Again, I think you're confusing phenotypes with information. The phenotypes have an effect on the genes, it is true, but it is as an outcome of the replication effect that information enters the picture. After all, if all DNA did was manufacture proteins, nothing special would happen. You wouldn't even get bodies.
The genes for adaptations to hot climates that make up the phenotypes of a kangaroo or of a camel came from a random mutation generator, and the variants only failed to survive because they did not match onto the environment's needs as well as their allelic rivals did. The reason any useful gene can spread is because of replication. Even neutral drift requires a replicator.
And suppose neither of us had checked the original primary source and had gone on and described "E.E.Milne"? I wouldn't even have known it was the same person until phil rimmer mentioned it, by which point I could have passed it on to someone else, and they could have passed it on to someone else etc. To speak metaphorically, the mistake could be halfway around the world before the truth got its boots on, and yet never compete with A.A.Milne because people could easily think they were two different people.
The main reason you can verify the spelling in the first place is because the mass-produced books (one generation, remember) written by him still have his name on. The other main reason is that spelling is generally digital, so it's harder to get a name wrong than to get a biography about the man wrong. Nobody is suggesting that the name "A.A.Milne" arose when it competed with alleles for the slot of "name" among human brains and reached fixation by following selection pressures. Instead, the name was decided upon by a single brain (say, the mother or the father). The structure representing it in the brain did not replicate against its alleles until it reached fixation. "A.A.Milne" did not crowd out "B.B.Milne" or produce better "A.A.Milne" copies by comparison.

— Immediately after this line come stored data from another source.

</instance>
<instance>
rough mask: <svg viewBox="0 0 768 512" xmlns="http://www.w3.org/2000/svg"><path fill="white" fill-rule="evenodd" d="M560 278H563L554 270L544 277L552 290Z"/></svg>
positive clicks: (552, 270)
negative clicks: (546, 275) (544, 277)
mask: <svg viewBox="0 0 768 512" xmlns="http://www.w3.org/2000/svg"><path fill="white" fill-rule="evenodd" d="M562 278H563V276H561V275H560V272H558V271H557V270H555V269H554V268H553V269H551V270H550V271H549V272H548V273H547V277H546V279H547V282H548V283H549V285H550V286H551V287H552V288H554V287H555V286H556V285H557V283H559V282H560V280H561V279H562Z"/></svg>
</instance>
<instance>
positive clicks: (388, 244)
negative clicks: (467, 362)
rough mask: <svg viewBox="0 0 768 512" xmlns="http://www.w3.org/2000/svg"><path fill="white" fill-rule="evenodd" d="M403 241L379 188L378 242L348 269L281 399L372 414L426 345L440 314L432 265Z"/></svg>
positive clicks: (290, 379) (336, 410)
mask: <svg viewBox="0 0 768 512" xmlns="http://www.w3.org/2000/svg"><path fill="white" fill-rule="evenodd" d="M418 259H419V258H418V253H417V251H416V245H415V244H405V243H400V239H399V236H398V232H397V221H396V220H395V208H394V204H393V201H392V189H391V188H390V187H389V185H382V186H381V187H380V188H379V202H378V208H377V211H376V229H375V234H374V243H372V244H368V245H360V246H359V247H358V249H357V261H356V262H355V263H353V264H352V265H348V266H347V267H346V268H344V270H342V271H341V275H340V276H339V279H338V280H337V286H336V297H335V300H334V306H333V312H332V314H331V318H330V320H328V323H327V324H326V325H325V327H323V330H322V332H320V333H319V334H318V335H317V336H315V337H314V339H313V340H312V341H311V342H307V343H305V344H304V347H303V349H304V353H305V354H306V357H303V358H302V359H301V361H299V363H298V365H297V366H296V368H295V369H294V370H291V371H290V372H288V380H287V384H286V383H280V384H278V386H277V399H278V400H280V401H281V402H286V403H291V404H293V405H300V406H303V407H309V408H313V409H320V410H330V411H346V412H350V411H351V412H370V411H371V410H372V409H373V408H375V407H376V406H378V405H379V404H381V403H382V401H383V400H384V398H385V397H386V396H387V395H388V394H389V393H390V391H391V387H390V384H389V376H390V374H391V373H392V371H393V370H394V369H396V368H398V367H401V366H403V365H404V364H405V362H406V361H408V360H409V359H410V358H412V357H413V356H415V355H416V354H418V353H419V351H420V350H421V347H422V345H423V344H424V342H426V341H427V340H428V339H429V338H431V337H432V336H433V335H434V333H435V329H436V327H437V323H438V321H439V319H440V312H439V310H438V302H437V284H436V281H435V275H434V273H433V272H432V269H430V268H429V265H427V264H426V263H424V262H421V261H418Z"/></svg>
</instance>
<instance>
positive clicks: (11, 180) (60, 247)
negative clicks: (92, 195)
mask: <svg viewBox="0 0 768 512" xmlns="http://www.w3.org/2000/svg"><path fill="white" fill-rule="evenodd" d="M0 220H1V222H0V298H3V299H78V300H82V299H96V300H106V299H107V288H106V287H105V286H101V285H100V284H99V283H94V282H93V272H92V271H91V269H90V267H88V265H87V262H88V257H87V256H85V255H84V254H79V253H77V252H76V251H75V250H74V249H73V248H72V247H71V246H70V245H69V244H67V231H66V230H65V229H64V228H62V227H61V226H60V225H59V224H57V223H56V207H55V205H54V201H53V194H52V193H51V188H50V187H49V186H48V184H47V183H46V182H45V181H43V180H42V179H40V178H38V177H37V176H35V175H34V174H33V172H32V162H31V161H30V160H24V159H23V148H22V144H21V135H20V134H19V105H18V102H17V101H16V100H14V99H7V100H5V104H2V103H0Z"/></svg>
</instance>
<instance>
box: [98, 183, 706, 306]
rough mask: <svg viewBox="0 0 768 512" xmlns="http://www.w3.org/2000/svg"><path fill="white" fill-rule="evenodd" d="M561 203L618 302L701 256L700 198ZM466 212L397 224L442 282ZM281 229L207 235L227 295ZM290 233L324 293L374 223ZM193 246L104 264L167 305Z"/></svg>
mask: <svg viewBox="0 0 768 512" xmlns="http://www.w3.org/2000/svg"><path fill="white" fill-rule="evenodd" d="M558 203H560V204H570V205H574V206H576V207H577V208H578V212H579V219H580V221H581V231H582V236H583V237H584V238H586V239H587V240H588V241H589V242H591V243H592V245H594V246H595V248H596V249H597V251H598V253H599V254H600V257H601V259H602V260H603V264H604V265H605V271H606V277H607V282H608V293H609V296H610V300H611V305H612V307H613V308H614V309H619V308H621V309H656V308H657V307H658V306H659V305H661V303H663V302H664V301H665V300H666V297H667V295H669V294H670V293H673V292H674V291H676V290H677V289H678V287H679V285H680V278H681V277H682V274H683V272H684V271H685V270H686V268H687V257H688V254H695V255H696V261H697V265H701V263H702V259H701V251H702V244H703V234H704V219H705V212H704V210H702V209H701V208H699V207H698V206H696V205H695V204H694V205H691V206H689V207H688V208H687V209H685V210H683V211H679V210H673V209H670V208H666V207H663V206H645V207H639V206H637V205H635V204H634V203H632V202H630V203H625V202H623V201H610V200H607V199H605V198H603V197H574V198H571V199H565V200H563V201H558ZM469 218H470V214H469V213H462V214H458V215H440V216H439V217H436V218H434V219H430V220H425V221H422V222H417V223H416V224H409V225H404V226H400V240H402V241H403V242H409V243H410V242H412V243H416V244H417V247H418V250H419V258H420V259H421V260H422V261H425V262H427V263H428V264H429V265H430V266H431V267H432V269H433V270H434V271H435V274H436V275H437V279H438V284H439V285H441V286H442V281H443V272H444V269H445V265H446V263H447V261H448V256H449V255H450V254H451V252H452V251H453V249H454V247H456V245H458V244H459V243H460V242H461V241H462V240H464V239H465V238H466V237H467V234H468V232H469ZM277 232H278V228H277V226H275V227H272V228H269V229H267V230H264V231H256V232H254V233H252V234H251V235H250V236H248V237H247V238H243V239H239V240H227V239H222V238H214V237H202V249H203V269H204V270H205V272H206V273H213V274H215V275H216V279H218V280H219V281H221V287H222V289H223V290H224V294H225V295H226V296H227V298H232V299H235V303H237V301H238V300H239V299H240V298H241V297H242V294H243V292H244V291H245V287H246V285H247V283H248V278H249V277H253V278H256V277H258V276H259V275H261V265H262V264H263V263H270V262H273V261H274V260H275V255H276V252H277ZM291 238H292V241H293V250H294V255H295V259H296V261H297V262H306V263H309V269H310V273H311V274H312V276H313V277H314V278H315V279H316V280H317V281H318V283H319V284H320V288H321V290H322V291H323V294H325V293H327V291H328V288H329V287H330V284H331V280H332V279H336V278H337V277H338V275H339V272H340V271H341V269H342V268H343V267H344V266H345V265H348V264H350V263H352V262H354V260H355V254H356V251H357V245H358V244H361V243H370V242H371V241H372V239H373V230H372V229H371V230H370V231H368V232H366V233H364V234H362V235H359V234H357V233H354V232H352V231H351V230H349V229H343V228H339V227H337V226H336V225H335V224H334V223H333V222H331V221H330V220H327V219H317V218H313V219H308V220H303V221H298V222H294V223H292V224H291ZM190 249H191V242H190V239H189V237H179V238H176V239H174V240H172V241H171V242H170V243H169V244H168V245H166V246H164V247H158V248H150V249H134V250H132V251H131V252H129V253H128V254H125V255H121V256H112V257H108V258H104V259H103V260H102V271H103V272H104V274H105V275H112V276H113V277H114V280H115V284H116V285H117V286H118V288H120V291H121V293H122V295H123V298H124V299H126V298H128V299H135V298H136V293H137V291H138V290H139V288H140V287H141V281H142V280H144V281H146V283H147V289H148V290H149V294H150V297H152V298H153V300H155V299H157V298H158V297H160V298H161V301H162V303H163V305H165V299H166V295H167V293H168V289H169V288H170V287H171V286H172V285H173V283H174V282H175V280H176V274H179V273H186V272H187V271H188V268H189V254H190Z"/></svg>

Again, all the language machinery and mental mechanisms were set up by genes beforehand. Most of the quibbling over a name is like quibbling over a tool to use for a specific purpose rather than like genes noisily crowding their rivals out of existence (his parents are unlikely to forget the alternative names they thought up for A.A.Milne any more than an evolution-supporter is likely to forget what creationism is). This is one reason why I think memetics is more likely to be a problematic rather than a helpful analogy in the long run.

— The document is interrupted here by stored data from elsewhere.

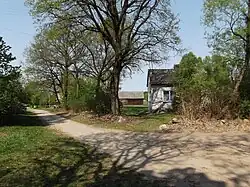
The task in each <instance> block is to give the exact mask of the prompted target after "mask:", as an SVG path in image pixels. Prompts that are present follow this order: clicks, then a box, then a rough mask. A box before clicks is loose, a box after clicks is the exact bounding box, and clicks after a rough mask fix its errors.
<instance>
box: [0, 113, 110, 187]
mask: <svg viewBox="0 0 250 187" xmlns="http://www.w3.org/2000/svg"><path fill="white" fill-rule="evenodd" d="M108 158H109V156H108V155H105V154H99V153H97V152H96V150H95V149H92V148H91V147H89V146H87V145H84V144H82V143H80V142H78V141H76V140H74V139H71V138H68V137H65V136H62V135H61V134H58V132H54V131H51V130H48V129H47V128H45V127H44V126H42V123H41V121H40V120H39V119H38V118H37V117H35V116H33V115H32V114H26V115H22V116H16V117H14V118H12V120H11V121H10V122H8V123H6V125H5V126H2V127H0V186H4V187H8V186H11V187H12V186H18V187H19V186H20V187H27V186H36V187H39V186H86V185H88V184H92V183H95V181H96V180H97V178H98V177H100V176H102V175H105V174H106V172H107V170H108V169H107V168H108V166H110V165H109V159H108ZM100 165H101V168H100ZM106 166H107V168H106Z"/></svg>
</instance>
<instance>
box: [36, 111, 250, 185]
mask: <svg viewBox="0 0 250 187" xmlns="http://www.w3.org/2000/svg"><path fill="white" fill-rule="evenodd" d="M33 112H34V113H36V114H37V115H38V116H39V117H40V118H41V119H42V120H43V121H44V122H46V123H47V124H49V127H50V128H54V129H58V130H60V131H62V132H63V133H66V134H68V135H69V136H72V137H75V138H78V139H80V140H81V141H83V142H84V143H86V142H87V143H88V144H91V145H93V146H95V147H97V149H98V150H100V151H102V152H106V153H108V154H110V155H112V158H113V160H114V164H115V165H116V166H117V168H120V169H121V168H122V169H125V168H126V169H128V168H129V169H131V170H132V169H133V170H134V171H137V172H142V173H144V174H146V175H147V176H149V177H152V178H155V177H157V179H159V178H164V179H168V180H169V181H170V182H169V185H168V186H176V187H198V186H199V187H200V186H201V187H250V134H242V133H224V134H203V133H192V134H159V133H134V132H124V131H118V130H108V129H100V128H94V127H91V126H87V125H84V124H80V123H77V122H73V121H70V120H67V119H65V118H62V117H59V116H56V115H54V114H51V113H49V112H47V111H43V110H33Z"/></svg>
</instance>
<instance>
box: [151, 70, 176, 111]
mask: <svg viewBox="0 0 250 187" xmlns="http://www.w3.org/2000/svg"><path fill="white" fill-rule="evenodd" d="M173 71H174V70H173V69H149V70H148V78H147V87H148V108H149V112H160V111H167V110H169V109H172V105H173V98H174V92H173Z"/></svg>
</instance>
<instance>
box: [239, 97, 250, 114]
mask: <svg viewBox="0 0 250 187" xmlns="http://www.w3.org/2000/svg"><path fill="white" fill-rule="evenodd" d="M240 117H241V118H249V117H250V101H249V100H243V101H241V103H240Z"/></svg>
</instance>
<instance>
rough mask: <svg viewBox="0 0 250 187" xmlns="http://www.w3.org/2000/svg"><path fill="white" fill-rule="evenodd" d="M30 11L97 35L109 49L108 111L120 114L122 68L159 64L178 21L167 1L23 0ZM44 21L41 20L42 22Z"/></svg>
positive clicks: (132, 68)
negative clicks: (98, 33) (111, 50)
mask: <svg viewBox="0 0 250 187" xmlns="http://www.w3.org/2000/svg"><path fill="white" fill-rule="evenodd" d="M26 3H27V4H28V5H29V6H30V7H31V12H32V14H33V16H35V17H36V18H38V19H40V20H43V21H45V22H47V21H52V22H61V21H64V20H70V22H71V23H72V26H76V27H78V28H81V31H82V32H85V31H90V32H95V33H99V34H100V35H101V36H102V38H103V39H104V40H105V41H106V42H107V43H108V44H109V45H110V46H111V48H112V50H113V53H114V60H113V61H112V66H111V70H112V72H111V78H110V88H111V108H112V112H113V114H120V106H119V97H118V91H119V83H120V77H121V73H122V72H123V70H124V69H125V68H128V69H133V68H135V67H138V66H140V64H141V63H142V62H149V61H150V62H155V63H157V62H160V61H162V60H163V59H166V57H167V56H168V52H169V51H171V50H177V48H176V47H177V45H178V44H179V42H180V39H179V37H178V36H177V31H178V29H179V27H178V19H177V18H176V16H175V15H174V14H173V13H172V12H171V5H170V0H161V1H159V0H153V1H152V0H139V1H138V0H103V1H100V0H67V1H66V0H57V1H52V0H49V1H43V0H27V1H26ZM43 18H44V19H43Z"/></svg>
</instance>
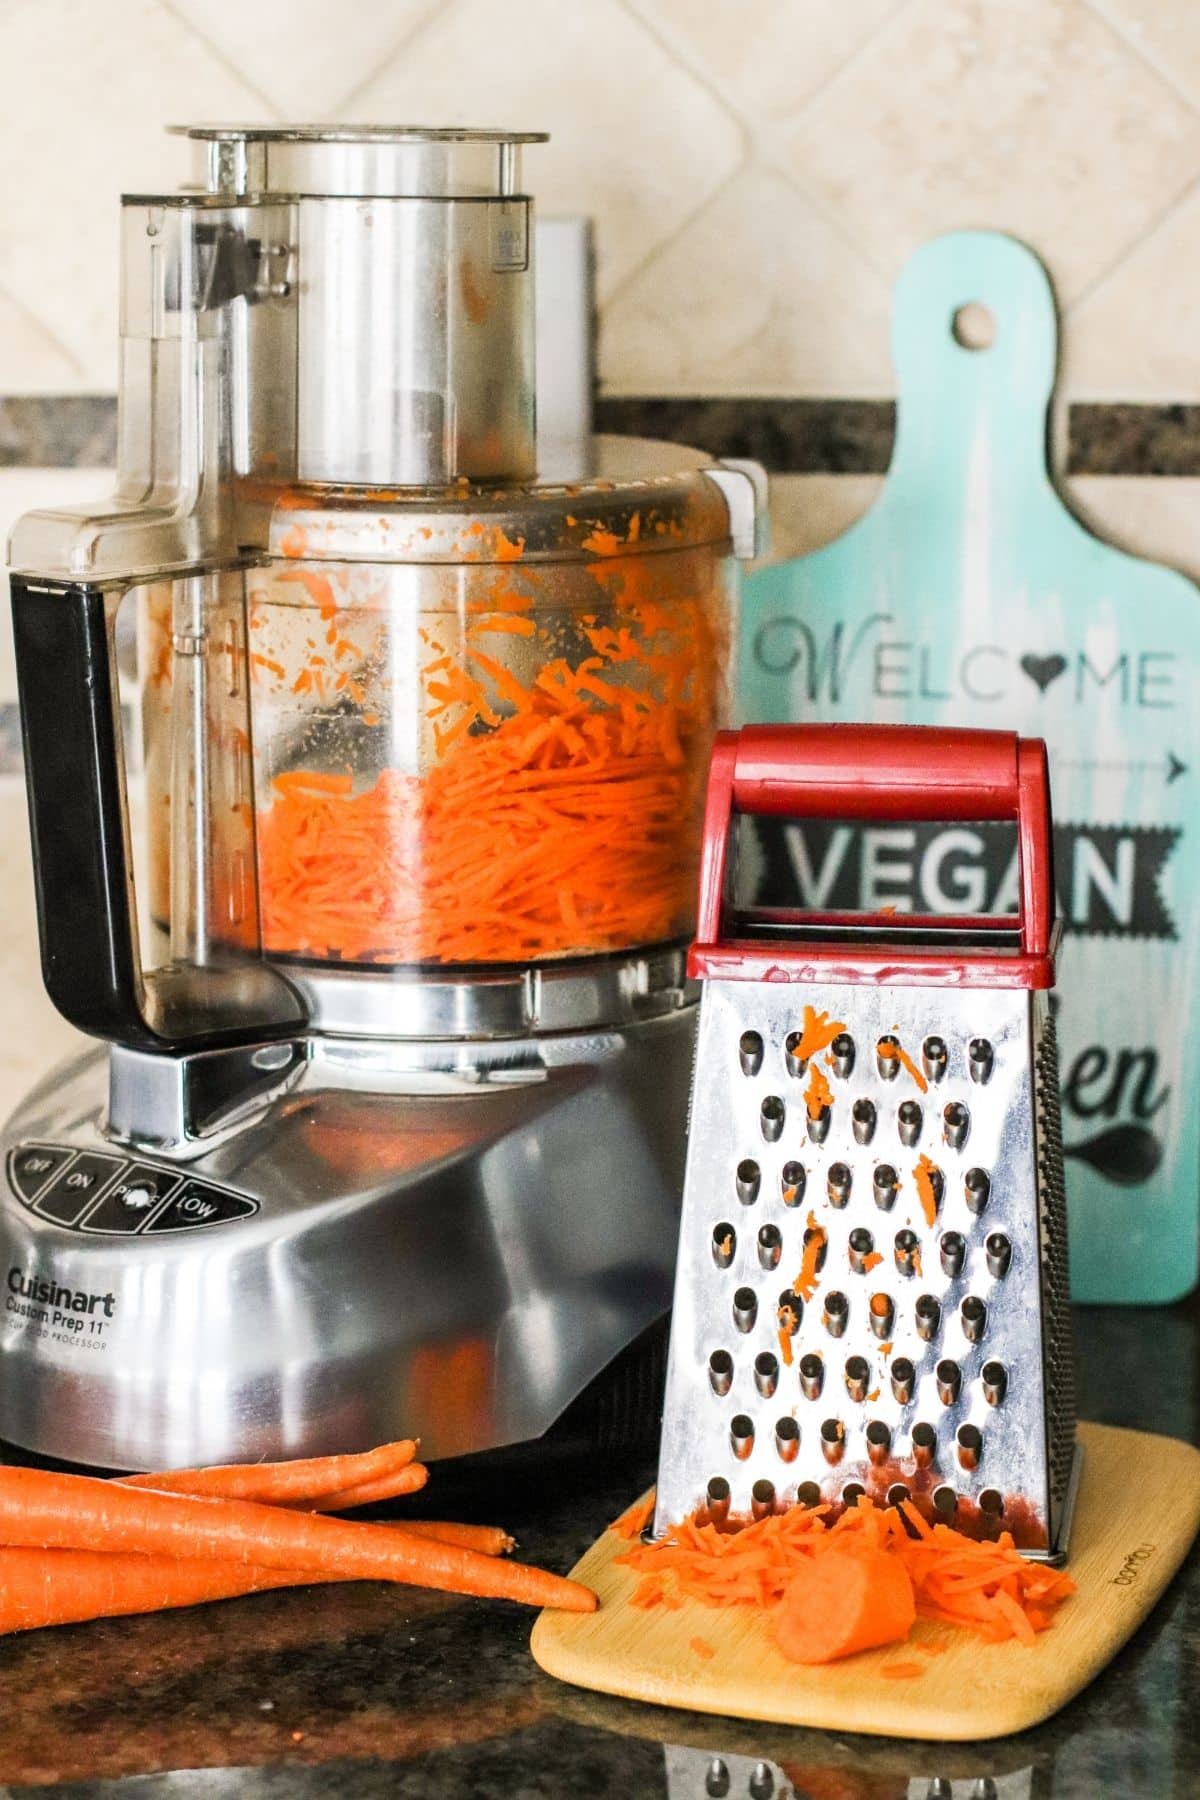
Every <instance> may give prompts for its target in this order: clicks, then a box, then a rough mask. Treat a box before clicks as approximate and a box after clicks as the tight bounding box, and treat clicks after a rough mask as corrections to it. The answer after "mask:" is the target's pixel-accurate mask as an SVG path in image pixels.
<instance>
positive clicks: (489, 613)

My point is that there are alternative mechanisms to account for cultural changes that don't involve an "evolution by natural selection" analogy.
There are a mountain of problems with this definition. What is an "idea", and how would you distinguish it from a non-idea? What is it physically? What do you mean by "survive", and what is the "environment" in which they must live or die? How is this different from straightforward change and having a beginning, middle, and end? Does calling such a thing a "meme" lead to confusion, akin to calling groupiness "group selection"? And where do replicators appear in the definition?
This is one reason I stick to my group selection analogy, because it is too, too easy to get sloppy with the idea precisely because there are bits in it that make sense on their own - the spread of ideas, for instance. You have to ask yourself how a scientist would go about the problem.
See my reply to SC above.
I'll stop there for now, as I'm already pushing my luck writing a reply so long. Hopefully, it will contribute a little more to the discussion.